About 10 minutes later, the first stage landed -- and amazingly remained upright -- on the ship stationed more than 200 miles down range in the Atlantic Ocean.
It was the first time SpaceX succeeded in landing a rocket stage at sea, after four previous tries came close but ended with the stage crashing or tipping over, News 6 partner Florida Today reported.
A Falcon 9 booster landed on a pad at Cape Canaveral Air Force Station in December. But roughly half of SpaceX's missions cannot return to land because of their speed and trajectory, so sticking a water landing was a big step toward showing the company can recover more rockets for reuse.
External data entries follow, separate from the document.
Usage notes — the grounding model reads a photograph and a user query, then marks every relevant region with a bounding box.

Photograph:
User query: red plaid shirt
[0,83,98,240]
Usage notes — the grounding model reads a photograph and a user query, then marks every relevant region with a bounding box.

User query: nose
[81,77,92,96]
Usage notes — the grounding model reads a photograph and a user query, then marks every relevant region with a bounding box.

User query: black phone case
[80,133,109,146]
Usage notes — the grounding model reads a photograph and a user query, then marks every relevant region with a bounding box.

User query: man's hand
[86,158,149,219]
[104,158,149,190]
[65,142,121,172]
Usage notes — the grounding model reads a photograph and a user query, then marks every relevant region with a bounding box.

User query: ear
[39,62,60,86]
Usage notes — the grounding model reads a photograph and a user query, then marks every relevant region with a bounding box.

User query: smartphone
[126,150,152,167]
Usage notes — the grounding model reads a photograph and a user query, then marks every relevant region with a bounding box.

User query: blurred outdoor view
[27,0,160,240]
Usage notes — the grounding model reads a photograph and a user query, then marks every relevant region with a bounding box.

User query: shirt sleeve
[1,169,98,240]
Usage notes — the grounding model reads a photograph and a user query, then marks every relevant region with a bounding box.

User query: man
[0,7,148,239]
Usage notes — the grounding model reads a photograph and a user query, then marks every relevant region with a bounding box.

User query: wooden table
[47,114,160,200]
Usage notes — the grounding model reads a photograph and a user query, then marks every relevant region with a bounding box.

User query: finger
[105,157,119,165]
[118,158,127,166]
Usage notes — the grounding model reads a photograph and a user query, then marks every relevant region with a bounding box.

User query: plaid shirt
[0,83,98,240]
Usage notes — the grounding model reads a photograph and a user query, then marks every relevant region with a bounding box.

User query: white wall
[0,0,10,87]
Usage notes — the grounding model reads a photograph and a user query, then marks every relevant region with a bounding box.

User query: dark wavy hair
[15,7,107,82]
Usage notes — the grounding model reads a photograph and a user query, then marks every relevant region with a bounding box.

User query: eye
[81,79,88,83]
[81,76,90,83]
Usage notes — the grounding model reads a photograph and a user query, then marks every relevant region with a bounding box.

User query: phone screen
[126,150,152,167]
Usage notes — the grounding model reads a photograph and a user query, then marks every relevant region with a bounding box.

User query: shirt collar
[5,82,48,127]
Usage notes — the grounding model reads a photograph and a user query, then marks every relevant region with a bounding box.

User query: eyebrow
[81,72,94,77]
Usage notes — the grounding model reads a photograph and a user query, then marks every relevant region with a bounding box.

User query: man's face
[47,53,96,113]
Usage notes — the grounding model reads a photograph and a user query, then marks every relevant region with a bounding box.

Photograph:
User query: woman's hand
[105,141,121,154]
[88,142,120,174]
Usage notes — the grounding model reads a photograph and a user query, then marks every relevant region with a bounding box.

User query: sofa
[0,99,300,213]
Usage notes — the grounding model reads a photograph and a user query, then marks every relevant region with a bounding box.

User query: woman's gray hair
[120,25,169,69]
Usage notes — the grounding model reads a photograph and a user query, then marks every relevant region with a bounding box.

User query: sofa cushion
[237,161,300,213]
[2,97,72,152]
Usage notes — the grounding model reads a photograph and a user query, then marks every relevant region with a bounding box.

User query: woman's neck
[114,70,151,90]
Once it arrives in port, SpaceX plans to lift the 14-story rocket stage off the boat with a crane and set it on a stand, before it is transported to a hangar for inspections.
If it is in good enough conditions, SpaceX hopes to test-fire the booster's nine Merlin engines multiple times and try to launch it for a second time, possibly as soon as June, Musk said.